Carvalho defende uma “democracia plebiscitária”. Após a campanha sem meios de comunicação como intermediários, chega a governação partilhada, defensora da ideia de um país de dimensões continentais e com desafios de impacto planetário, governado em articulação com a população. E sempre com a família por perto: à semelhança de Trump, Bolsonaro tem como principais conselheiros os três filhos. Um deles já lançou a ideia da adoção da pena de morte, a ser decidida num referendo. O pai diz que não, mas sabe-se lá, tal é a volatilidade das opiniões de Jair.
Sob a capa de básico, Bolsonaro exige interpretação. O “brio e aprumo militar” tão apregoados têm os seus senãos. Ainda no ativo foi condenado por ter planeado colocar uma bomba no quartel — foi absolvido no Supremo — e sofreu punições por declarações e conduta impróprias. Num documento secreto do Exército dos anos 80, revelado pela “Folha de São Paulo” em 2017, foi avaliado pelos superiores como tendo “excessiva ambição em realizar-se financeira e economicamente”. Para o seu superior hierárquico à época, coronel Carlos Pellegrino, o então tenente “tinha permanentemente a intenção de liderar os oficiais subalternos, no que foi sempre repelido, tanto em razão do tratamento agressivo dispensado aos seus camaradas, como pela falta de lógica, racionalidade e equilíbrio na apresentação de seus argumentos”. A “tigrada”, como dizia o ex-Presidente militar Ernesto Geisel, não está toda com ele. É esperar para ver.

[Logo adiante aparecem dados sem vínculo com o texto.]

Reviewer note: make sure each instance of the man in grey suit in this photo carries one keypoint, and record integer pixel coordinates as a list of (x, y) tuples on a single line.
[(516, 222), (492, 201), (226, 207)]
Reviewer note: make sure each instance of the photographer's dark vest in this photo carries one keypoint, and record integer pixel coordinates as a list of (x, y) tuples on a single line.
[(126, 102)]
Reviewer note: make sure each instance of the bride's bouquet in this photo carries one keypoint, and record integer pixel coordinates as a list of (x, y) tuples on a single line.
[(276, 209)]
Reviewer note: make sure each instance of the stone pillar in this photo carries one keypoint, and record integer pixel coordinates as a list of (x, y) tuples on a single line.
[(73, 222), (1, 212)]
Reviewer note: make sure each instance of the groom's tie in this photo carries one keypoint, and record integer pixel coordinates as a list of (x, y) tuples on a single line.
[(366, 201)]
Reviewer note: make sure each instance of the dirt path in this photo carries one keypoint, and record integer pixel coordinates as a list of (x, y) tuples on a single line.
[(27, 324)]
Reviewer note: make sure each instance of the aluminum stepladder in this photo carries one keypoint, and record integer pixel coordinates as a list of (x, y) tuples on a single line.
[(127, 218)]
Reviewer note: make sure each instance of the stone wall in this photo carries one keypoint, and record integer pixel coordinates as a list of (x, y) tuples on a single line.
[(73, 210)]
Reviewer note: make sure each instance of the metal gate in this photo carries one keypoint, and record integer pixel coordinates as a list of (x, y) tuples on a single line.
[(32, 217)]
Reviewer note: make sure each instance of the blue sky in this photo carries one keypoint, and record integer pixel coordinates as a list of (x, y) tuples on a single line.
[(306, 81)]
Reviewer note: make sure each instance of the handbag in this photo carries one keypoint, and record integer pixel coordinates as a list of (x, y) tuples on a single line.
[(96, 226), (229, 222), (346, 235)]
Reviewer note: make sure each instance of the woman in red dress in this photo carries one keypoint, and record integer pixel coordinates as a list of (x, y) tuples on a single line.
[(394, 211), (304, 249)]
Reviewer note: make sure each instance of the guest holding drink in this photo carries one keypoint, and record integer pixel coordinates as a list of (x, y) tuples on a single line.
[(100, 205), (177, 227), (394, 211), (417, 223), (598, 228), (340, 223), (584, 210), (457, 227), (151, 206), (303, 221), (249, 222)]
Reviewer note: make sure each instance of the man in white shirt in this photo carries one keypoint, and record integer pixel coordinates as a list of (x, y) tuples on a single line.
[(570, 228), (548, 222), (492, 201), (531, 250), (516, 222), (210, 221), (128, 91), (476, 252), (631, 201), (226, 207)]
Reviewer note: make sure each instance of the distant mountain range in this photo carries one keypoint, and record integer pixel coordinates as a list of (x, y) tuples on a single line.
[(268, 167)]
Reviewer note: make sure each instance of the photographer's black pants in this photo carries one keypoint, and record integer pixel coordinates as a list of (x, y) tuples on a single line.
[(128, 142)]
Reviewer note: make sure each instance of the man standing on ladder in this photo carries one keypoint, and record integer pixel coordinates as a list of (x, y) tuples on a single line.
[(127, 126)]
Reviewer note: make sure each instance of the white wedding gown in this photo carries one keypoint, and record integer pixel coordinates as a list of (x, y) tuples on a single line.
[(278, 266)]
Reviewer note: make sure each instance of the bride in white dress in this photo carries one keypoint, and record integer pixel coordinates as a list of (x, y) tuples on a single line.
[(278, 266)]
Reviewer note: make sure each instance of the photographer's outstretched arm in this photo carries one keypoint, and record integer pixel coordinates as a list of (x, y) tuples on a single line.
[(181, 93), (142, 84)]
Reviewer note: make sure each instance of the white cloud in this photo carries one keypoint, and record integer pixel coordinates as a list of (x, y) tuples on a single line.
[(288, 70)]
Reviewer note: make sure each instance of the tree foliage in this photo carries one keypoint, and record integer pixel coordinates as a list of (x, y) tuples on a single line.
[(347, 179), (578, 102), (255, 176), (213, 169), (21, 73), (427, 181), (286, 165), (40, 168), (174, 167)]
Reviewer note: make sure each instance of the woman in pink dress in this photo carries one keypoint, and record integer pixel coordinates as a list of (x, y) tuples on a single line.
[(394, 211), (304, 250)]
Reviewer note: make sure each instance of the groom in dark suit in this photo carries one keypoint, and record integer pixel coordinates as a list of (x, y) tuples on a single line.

O militar reformado apresenta-se como impoluto paladino da honestidade. Porém, foi eleito pelo Partido Progressista, o mais citado na operação ‘Lava Jato’, com 21 dos 50 deputados a contas com a justiça. E nada disse sobre o assunto durante 11 anos de direção do PP, que abandonou em 2016. No ano seguinte, admitiu na rádio que o partido recebera dinheiro ilegal da JBS-Friboi para a campanha de 2014. “O partido recebeu propina sim, mas qual partido não recebe propina?”, disse então à “Folha”. Já em 2018, questionado pelo mesmo jornal sobre uso indevido de subsídio de habitação (“auxílio-moradia”) como parlamentar, respondeu: “Esse dinheiro eu usava para comer gente”.
É Bolsomito, como gostam de o chamar os seus defensores. Há 61 anos, o filósofo francês Roland Barthes redefiniu de forma clarividente os conceitos de mito, parecendo querer antecipar o retrato do novo governante: “O mito é um sistema de comunicação, uma mensagem. Por aí se vê que não pode ser de modo nenhum um objeto, conceito ou ideia; é um modo de significação, uma forma” e “ao tornar-se forma, o sentido afasta a sua contingência; esvazia-se, empobrece-se, a história evapora-se, nada mais resta do que a letra”, porque, explica, “a função do mito é evacuar o real”. Mas Bolsonaro existe e dia 1 deverá subir a rampa e colocar a faixa presidencial. Depois? Dizem que Deus é brasileiro, é esperar que volte das férias. Mas José Dirceu, estratego do PT, condenado a 41 anos na ‘Lava Jato’, deixou uma praga, há dias, em entrevista ao “Estado de São Paulo”: “Vamos deixar o Bolsonaro sentar na cadeira. Aquela cadeira queima.”